Order the seven-course “Picnicbox” ($25) a day in advance from Meyers Deli, a Gothersgade outpost just outside the city’s oldest park, King’s Garden. Find a spot on the lawn overlooking the seventeenth-century Rosenborg Castle and share Nordic snacks like salted salmon and liver pâté.
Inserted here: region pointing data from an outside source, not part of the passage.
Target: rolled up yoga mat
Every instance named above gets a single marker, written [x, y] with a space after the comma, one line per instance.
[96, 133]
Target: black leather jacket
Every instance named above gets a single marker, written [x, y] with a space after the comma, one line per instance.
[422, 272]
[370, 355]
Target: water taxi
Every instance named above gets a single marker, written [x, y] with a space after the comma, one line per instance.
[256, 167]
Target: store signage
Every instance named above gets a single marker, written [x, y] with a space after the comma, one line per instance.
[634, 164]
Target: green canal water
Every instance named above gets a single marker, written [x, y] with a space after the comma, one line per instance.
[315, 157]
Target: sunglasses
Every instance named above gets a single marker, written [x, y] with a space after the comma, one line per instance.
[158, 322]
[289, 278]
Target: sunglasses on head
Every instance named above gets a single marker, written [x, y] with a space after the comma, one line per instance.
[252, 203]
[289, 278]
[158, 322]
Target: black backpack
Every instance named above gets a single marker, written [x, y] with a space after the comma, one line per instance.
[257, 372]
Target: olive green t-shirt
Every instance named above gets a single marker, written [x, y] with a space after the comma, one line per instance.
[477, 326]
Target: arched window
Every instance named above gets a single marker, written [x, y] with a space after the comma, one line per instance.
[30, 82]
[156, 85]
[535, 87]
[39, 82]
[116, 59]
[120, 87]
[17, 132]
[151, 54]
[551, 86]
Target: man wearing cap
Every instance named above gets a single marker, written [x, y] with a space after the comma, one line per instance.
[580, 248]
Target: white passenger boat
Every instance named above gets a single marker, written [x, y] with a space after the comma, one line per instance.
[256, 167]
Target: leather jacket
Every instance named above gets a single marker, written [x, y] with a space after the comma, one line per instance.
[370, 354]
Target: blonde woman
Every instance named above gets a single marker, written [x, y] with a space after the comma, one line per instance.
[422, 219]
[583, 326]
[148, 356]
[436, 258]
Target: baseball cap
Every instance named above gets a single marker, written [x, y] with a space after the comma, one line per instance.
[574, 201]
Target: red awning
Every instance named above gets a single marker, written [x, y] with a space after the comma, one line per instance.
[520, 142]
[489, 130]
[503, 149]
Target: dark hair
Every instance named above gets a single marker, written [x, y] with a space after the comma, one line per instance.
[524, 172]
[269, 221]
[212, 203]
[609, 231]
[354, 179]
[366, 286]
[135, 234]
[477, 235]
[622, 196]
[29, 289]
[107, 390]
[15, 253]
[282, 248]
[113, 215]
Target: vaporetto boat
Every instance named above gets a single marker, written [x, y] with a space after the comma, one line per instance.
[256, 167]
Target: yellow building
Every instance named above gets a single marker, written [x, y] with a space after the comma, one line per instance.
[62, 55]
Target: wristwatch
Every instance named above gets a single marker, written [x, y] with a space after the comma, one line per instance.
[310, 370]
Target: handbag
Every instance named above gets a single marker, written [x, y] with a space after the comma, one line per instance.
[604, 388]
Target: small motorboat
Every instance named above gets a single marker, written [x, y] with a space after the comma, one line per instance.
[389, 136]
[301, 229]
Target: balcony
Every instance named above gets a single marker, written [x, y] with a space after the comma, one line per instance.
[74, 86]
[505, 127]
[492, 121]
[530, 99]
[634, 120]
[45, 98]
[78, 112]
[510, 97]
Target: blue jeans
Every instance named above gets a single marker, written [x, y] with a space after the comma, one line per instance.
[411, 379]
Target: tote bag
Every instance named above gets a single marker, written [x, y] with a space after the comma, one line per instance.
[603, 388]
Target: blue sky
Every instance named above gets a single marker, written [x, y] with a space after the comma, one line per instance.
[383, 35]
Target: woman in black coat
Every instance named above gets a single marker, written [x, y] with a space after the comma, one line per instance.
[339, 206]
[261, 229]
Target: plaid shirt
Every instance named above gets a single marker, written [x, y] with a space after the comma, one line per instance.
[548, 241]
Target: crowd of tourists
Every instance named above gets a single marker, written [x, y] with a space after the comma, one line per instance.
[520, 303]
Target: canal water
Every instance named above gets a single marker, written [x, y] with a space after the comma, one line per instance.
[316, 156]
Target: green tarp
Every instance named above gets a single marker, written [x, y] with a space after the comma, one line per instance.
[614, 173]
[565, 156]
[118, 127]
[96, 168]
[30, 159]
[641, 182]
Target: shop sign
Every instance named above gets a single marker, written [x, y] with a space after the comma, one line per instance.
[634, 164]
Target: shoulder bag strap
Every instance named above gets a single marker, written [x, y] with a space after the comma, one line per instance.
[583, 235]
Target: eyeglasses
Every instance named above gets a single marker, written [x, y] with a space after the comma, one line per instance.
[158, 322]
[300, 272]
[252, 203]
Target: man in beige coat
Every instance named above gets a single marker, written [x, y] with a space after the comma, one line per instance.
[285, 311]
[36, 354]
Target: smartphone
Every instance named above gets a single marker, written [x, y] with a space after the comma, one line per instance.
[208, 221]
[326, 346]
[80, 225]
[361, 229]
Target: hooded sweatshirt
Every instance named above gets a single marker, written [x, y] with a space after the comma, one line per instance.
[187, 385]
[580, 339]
Wander among free ballet performances and classical musicians at Tivoli Gardens, a refined amusement park in the city center that dates back to 1843 ($15). Grab a gourmet hot dog from the Løgismose stall near Andersen Bakery—the organic pork sausage with chanterelle sauce on a marbled rye bun is a favorite ($6)—and find a seat for the 11:30 p.m. laser-light show over Tivoli Lake.

4. Insider’s Tip

Danes toast each other by saying "skål," an old Scandinavian tradition. Photo: Courtesy of Fiskebaren; Cameron Nordholm's Flickr

Danes drink akvavit—a Scandinavian liquor—and beer at most social occasions, so get their elaborate toasting ritual straight: Raise your glass; make eye contact with those around; say “skål” (pronounced “skull,” the equivalent of “cheers”); let your host sip first, then you sip; and finally, lock eyes once more before setting down your glass. The tradition dates back to the Vikings, when warriors would dine opposite their enemies and make eye contact to anticipate danger.

5. Oddball Day

A thousand residents live in Christiania, a self-governing town near the eastern side of the Christianshavn canals.Photo: Hern42's Flickr

Cycle through the “Free Town” of Christiania, a tax-free, rent-free hippie commune on an 85-acre abandoned military barracks. Pick up a free city bike at Christianshavn Torv near the metro, the closest of 110 bicycle-parking locations. Before departing, pick up the dark rye bread called rugbrød ($6) at Lagkagehuset, the best bakery in Copenhagen, according to a poll by Danish daily Politiken. Enter on Prinsessegade Street to view the vivid painted murals of Mariana Rydvald. Pedal along the town’s car-free streets, passing artist workshops and market stands selling bracelets, Buddha statues, and bongs. (Hashish is sold for around $7 a joint in this self-governed enclave, especially along Pusher Street.) Stop into Både-og on the ground floor of the opera building, where the bearded owner creates hand-carved pine and birch bowls. Then have your feet measured at Tata Sko, where shoemakers craft bespoke footwear in less than 70 hours (from $230). Find a spot in the pebbled garden at Morgenstedet house for a simply prepared vegetarian lunch. The chalkboard menu is vague (“hot meal and salad,” $14) so ask for the day’s specials. Then climb the stairs to the Loppen rock club at 9 p.m., when indie acts like Rhode Island’s the Low Anthem take the stage, followed by D.J.’s ($12 to $33). Pedal back down Prinsessegade to get to the metro; you’ll know you’ve left Christiania when you pass the sign that reads, “You are now entering the E.U.”

6. Links

Local foodie Trine Lai posts reviews and mouthwatering images of Copenhagen’s culinary scene on verygoodfood.dk.

Danish newspaper site politiken.dk organizes its English-language restaurant guide by price point.

Cphx.dk recommends podwalks and bicycle routes.

AOK.dk lists the top five beer bars, cheap hotels, Scandinavian spas, and more.

HelloCopenhagen.dk uncovers free or cheap cultural events.